Submitted by Anonymous
(Mar 09, 2001)

***** SPOILER ALERT *****

How do you make the perfect slave? A slave who loves to serve you? But more than that, who is like Rainman, an autistic savant, totally focused on some problem you give them, to the point of forgetting to dress themselves, eat, drink, or any other necessary bodily functions while doing things with their minds that shouldn't be possible? They not only work but think themselves to death for you. Meet Focus, the genetic technology developed by the Emergents to make themselves the ultimate slavemasters. Shades of House Harkonnen to the nth power. This is the main feature of the fine novel by Vernor Vinge. But there is more. Imagine a sun that goes on every so many years, then goes off for far longer: an OnOff star. What kind of life would evolve on one of its planets? Vinge answers this: a race of sapient knee-high spiders, every bit as sapient as humans. They spend the cold years in deepnesses, but one prophet sees a future in space, hence the title. Add these elements to the story line in Vinge's earlier work A Fire Upon the Deep, and you get the epic prince warlord hero Pham Nuwen into the bargain. Pham, betrayed by his own, lives incognito while plotting and planning a comeback.
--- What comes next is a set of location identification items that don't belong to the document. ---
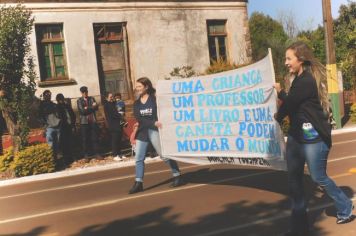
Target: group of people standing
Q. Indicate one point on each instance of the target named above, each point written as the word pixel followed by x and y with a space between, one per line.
pixel 59 122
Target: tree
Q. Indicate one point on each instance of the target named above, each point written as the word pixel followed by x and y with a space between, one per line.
pixel 17 76
pixel 345 40
pixel 268 33
pixel 316 41
pixel 288 20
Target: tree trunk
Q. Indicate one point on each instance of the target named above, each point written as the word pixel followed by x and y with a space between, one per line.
pixel 12 127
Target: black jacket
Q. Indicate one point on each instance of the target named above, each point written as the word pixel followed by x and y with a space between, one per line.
pixel 112 116
pixel 85 113
pixel 146 120
pixel 303 100
pixel 66 114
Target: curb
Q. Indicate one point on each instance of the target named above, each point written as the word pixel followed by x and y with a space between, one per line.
pixel 348 129
pixel 110 166
pixel 74 172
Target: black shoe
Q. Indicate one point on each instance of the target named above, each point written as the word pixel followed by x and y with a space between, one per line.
pixel 177 181
pixel 345 220
pixel 293 233
pixel 138 187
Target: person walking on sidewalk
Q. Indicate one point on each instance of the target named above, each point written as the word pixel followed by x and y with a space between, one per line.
pixel 309 135
pixel 49 118
pixel 113 119
pixel 67 124
pixel 87 107
pixel 145 111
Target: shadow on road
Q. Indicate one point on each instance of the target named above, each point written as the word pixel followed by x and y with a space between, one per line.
pixel 234 219
pixel 34 232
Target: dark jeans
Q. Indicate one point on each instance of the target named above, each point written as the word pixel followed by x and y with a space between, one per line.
pixel 89 134
pixel 116 136
pixel 316 155
pixel 65 142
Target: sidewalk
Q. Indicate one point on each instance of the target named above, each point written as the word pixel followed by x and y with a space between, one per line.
pixel 349 127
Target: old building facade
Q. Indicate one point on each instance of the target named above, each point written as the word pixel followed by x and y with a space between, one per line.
pixel 107 45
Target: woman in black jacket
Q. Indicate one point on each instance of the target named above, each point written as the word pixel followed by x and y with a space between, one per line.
pixel 309 135
pixel 145 111
pixel 113 119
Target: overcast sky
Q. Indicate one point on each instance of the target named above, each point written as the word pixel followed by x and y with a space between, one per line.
pixel 308 12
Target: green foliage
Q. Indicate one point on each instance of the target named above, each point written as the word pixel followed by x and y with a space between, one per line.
pixel 17 76
pixel 6 159
pixel 316 41
pixel 353 113
pixel 268 33
pixel 32 160
pixel 345 40
pixel 182 72
pixel 220 66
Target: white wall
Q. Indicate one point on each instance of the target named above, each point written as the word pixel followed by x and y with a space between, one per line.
pixel 161 36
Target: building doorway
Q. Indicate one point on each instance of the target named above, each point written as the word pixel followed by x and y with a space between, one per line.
pixel 112 58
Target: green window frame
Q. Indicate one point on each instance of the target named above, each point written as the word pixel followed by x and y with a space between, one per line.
pixel 217 40
pixel 51 52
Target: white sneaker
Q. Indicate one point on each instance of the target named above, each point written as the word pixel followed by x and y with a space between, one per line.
pixel 117 158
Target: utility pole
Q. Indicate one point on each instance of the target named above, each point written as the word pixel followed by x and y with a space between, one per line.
pixel 331 70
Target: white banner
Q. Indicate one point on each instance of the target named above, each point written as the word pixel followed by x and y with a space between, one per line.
pixel 224 118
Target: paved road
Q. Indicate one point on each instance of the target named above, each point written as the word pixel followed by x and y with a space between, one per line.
pixel 217 200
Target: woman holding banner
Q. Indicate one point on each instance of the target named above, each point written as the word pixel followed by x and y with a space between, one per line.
pixel 145 111
pixel 309 135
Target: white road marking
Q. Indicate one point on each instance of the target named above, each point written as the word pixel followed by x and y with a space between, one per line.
pixel 281 215
pixel 343 142
pixel 90 183
pixel 122 178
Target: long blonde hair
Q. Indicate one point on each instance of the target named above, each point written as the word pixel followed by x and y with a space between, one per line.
pixel 304 54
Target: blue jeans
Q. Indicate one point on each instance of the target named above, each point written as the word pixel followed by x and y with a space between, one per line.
pixel 140 150
pixel 52 138
pixel 316 155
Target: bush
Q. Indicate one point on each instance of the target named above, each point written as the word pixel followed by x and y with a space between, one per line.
pixel 182 72
pixel 353 113
pixel 6 159
pixel 220 66
pixel 32 160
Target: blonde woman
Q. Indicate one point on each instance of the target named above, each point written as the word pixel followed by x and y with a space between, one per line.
pixel 309 135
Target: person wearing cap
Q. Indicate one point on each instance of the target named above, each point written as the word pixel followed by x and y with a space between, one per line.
pixel 67 124
pixel 87 108
pixel 49 118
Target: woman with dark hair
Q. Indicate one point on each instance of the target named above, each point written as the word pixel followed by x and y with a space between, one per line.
pixel 145 111
pixel 113 120
pixel 309 135
pixel 66 125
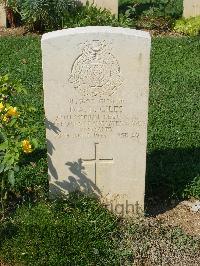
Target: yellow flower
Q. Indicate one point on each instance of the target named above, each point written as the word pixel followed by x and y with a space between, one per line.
pixel 26 146
pixel 1 107
pixel 12 111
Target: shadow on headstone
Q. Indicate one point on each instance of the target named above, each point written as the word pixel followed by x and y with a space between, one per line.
pixel 78 181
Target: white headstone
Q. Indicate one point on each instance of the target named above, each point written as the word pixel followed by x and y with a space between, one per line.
pixel 96 84
pixel 3 19
pixel 191 8
pixel 111 5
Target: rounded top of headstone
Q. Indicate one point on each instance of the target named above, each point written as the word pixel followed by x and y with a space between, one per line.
pixel 96 29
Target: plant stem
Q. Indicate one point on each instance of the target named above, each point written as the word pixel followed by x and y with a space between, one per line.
pixel 2 201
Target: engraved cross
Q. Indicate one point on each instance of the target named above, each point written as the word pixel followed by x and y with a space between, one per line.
pixel 96 161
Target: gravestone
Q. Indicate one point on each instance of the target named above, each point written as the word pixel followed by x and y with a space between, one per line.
pixel 96 83
pixel 191 8
pixel 3 20
pixel 111 5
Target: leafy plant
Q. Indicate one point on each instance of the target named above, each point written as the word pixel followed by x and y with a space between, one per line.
pixel 13 135
pixel 90 15
pixel 190 26
pixel 42 14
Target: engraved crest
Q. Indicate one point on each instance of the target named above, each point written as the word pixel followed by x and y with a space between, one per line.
pixel 96 72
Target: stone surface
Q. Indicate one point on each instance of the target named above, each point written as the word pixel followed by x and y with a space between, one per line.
pixel 96 83
pixel 191 8
pixel 2 16
pixel 111 5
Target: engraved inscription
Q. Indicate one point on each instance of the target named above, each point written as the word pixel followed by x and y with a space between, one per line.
pixel 99 118
pixel 96 72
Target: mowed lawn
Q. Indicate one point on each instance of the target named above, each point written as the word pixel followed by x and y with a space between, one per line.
pixel 173 162
pixel 79 231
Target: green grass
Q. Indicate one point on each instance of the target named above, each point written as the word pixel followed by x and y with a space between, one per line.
pixel 79 231
pixel 173 162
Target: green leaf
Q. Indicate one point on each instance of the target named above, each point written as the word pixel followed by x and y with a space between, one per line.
pixel 1 168
pixel 4 146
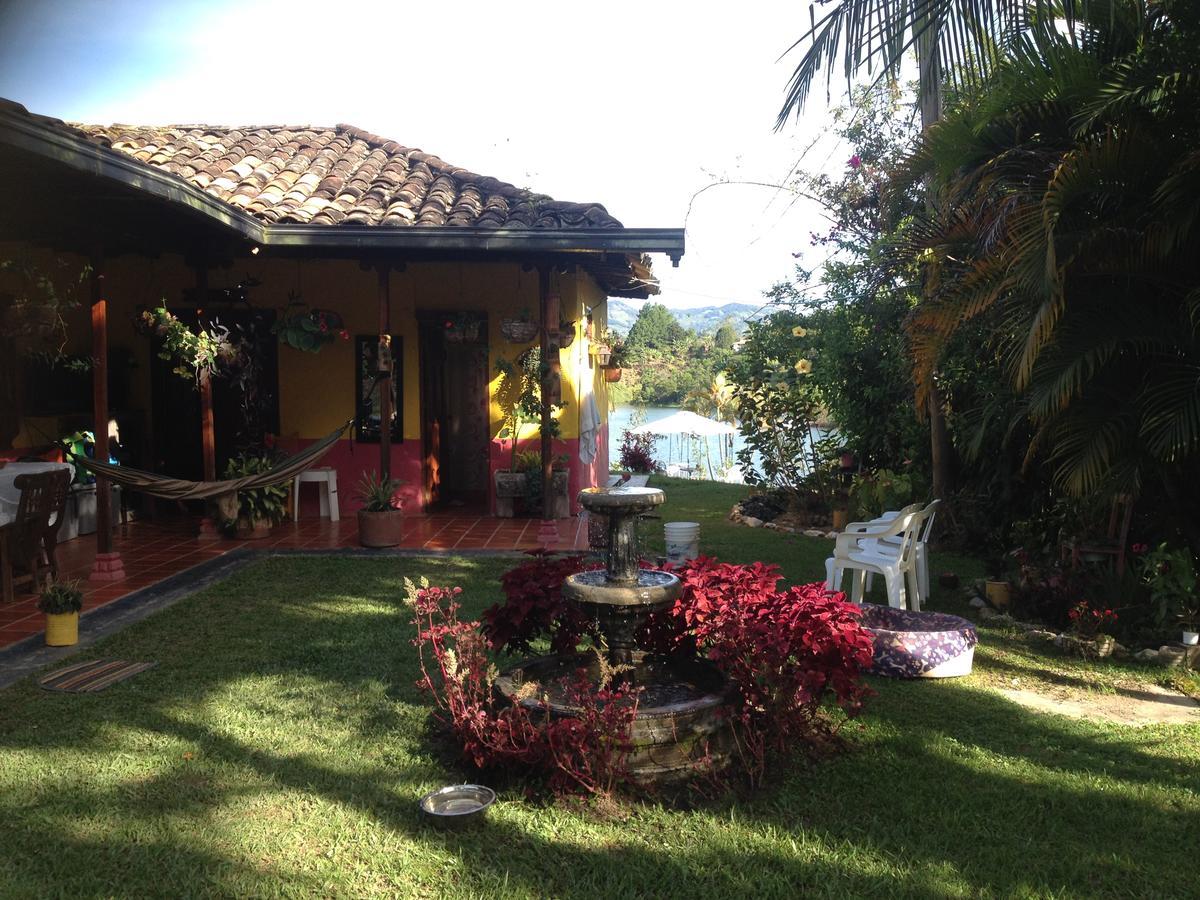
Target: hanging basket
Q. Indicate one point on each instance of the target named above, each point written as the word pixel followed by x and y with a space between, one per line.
pixel 519 330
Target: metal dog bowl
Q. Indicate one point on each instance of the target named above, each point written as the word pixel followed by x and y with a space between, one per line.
pixel 456 805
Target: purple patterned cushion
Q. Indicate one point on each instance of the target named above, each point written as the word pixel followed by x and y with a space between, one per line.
pixel 910 643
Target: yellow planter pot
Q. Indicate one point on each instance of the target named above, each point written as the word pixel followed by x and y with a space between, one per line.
pixel 61 629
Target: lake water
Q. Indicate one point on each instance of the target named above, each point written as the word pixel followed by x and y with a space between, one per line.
pixel 679 449
pixel 676 449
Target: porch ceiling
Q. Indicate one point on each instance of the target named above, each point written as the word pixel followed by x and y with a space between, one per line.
pixel 60 185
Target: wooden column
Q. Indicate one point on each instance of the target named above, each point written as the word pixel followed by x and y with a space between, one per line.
pixel 547 533
pixel 384 359
pixel 107 565
pixel 208 437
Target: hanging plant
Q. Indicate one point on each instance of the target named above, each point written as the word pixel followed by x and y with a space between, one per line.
pixel 197 355
pixel 307 328
pixel 520 330
pixel 462 328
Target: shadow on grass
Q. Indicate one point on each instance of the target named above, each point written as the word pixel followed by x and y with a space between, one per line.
pixel 947 789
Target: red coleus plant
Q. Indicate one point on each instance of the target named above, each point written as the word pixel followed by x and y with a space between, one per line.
pixel 534 606
pixel 783 651
pixel 583 754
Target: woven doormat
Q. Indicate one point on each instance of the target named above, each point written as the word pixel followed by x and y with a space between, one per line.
pixel 93 676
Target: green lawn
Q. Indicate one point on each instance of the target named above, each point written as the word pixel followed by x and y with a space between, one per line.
pixel 280 748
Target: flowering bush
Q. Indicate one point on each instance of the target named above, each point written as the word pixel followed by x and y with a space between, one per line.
pixel 637 451
pixel 1090 622
pixel 534 606
pixel 582 754
pixel 783 651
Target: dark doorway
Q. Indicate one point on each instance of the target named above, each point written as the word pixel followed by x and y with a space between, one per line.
pixel 455 437
pixel 243 408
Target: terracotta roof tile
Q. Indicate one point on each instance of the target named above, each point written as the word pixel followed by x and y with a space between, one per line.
pixel 285 174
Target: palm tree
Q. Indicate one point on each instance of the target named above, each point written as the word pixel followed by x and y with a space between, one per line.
pixel 1067 216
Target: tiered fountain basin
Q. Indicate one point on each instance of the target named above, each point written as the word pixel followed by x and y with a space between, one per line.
pixel 683 706
pixel 682 723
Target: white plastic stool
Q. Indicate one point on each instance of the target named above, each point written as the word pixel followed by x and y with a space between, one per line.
pixel 327 480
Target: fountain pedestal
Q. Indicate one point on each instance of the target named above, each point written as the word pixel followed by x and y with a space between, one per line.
pixel 682 720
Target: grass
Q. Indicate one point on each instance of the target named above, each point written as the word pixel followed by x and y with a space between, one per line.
pixel 280 749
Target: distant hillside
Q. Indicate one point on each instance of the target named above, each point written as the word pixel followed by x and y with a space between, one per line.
pixel 701 318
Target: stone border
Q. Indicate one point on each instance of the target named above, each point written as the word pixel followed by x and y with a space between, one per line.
pixel 31 654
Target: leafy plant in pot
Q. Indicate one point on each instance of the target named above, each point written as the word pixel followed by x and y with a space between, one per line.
pixel 1170 575
pixel 61 603
pixel 258 508
pixel 382 517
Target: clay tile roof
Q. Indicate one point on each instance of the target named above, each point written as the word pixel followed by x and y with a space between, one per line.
pixel 339 175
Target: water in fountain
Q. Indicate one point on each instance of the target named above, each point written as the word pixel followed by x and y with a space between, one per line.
pixel 681 703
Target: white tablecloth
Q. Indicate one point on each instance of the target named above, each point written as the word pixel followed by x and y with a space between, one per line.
pixel 10 495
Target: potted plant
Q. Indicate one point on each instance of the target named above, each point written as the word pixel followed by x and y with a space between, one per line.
pixel 1087 624
pixel 519 394
pixel 618 355
pixel 382 517
pixel 61 603
pixel 258 508
pixel 306 328
pixel 521 329
pixel 462 328
pixel 1170 575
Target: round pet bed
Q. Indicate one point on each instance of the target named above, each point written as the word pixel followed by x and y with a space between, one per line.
pixel 919 645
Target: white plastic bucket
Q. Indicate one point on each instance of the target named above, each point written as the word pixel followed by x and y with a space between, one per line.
pixel 682 540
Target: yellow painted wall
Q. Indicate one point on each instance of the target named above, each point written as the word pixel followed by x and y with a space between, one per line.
pixel 317 390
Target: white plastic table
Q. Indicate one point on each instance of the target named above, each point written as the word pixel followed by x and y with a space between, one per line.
pixel 10 495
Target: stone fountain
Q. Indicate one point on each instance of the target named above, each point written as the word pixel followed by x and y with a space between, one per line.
pixel 681 702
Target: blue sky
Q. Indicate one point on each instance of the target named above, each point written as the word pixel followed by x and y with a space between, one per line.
pixel 639 106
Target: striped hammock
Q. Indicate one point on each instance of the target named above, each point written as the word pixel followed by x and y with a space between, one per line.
pixel 173 489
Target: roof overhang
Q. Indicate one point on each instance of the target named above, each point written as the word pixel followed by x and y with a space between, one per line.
pixel 53 141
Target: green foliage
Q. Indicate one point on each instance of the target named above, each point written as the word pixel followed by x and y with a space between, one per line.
pixel 377 493
pixel 258 504
pixel 778 402
pixel 519 394
pixel 871 493
pixel 306 328
pixel 61 597
pixel 1170 576
pixel 1065 195
pixel 197 355
pixel 655 329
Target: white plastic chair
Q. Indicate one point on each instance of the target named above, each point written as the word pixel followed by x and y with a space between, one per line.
pixel 891 545
pixel 899 569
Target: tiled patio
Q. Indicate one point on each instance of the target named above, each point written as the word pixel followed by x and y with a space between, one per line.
pixel 153 552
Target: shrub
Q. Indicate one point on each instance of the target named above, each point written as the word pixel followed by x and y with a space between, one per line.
pixel 783 651
pixel 582 754
pixel 637 451
pixel 534 606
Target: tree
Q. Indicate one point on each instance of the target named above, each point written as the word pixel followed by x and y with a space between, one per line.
pixel 726 336
pixel 1063 204
pixel 655 328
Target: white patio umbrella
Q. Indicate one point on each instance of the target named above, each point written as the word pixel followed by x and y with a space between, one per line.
pixel 690 424
pixel 685 423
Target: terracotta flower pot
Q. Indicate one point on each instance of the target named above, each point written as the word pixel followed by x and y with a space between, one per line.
pixel 253 529
pixel 381 529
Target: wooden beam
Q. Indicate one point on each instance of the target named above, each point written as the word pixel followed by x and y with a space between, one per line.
pixel 107 565
pixel 384 359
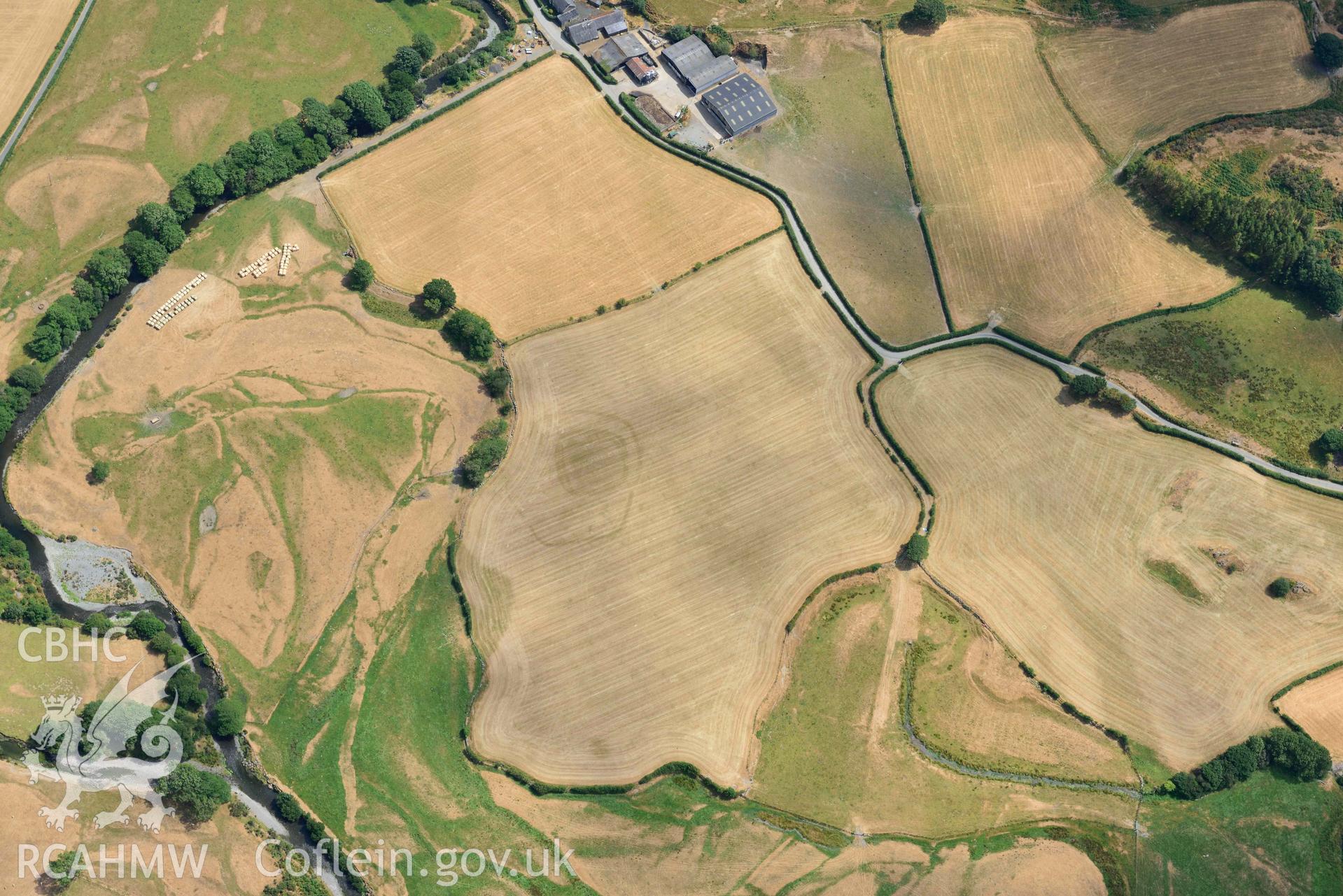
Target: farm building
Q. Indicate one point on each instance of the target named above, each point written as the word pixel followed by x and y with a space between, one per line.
pixel 583 30
pixel 740 105
pixel 640 71
pixel 619 50
pixel 696 65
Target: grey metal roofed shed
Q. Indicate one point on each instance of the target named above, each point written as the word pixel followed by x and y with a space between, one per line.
pixel 740 105
pixel 696 64
pixel 618 50
pixel 612 23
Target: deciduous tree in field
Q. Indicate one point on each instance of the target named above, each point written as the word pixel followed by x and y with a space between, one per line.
pixel 227 718
pixel 368 114
pixel 148 255
pixel 438 297
pixel 470 334
pixel 1087 387
pixel 362 276
pixel 1328 51
pixel 197 793
pixel 1331 441
pixel 497 380
pixel 1280 586
pixel 927 14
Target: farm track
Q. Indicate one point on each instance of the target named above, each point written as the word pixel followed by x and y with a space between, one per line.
pixel 46 82
pixel 895 357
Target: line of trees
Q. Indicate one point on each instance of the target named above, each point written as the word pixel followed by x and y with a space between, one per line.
pixel 1274 235
pixel 267 157
pixel 1291 753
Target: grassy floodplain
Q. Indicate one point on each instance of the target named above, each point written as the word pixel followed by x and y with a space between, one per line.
pixel 152 89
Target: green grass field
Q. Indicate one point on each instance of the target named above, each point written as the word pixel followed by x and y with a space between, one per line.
pixel 1265 836
pixel 1260 364
pixel 821 758
pixel 973 703
pixel 159 85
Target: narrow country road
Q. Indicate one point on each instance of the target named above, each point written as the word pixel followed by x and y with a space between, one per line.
pixel 46 82
pixel 891 357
Meanwhile, he's found himself on a Qen Ho expedition to the OnOff Star, where they meet an expedition of Emergents (human like themselves), whereupon the sparks fly as they vie for the up-and-coming spider world's resources in quite different ways. A tad long, and with an ending that many will consider as deus ex machina, it satisfies the need for readable, capable hard science fiction, and is another brick in a grand space opera series no doubt. 4 out of 5 stars.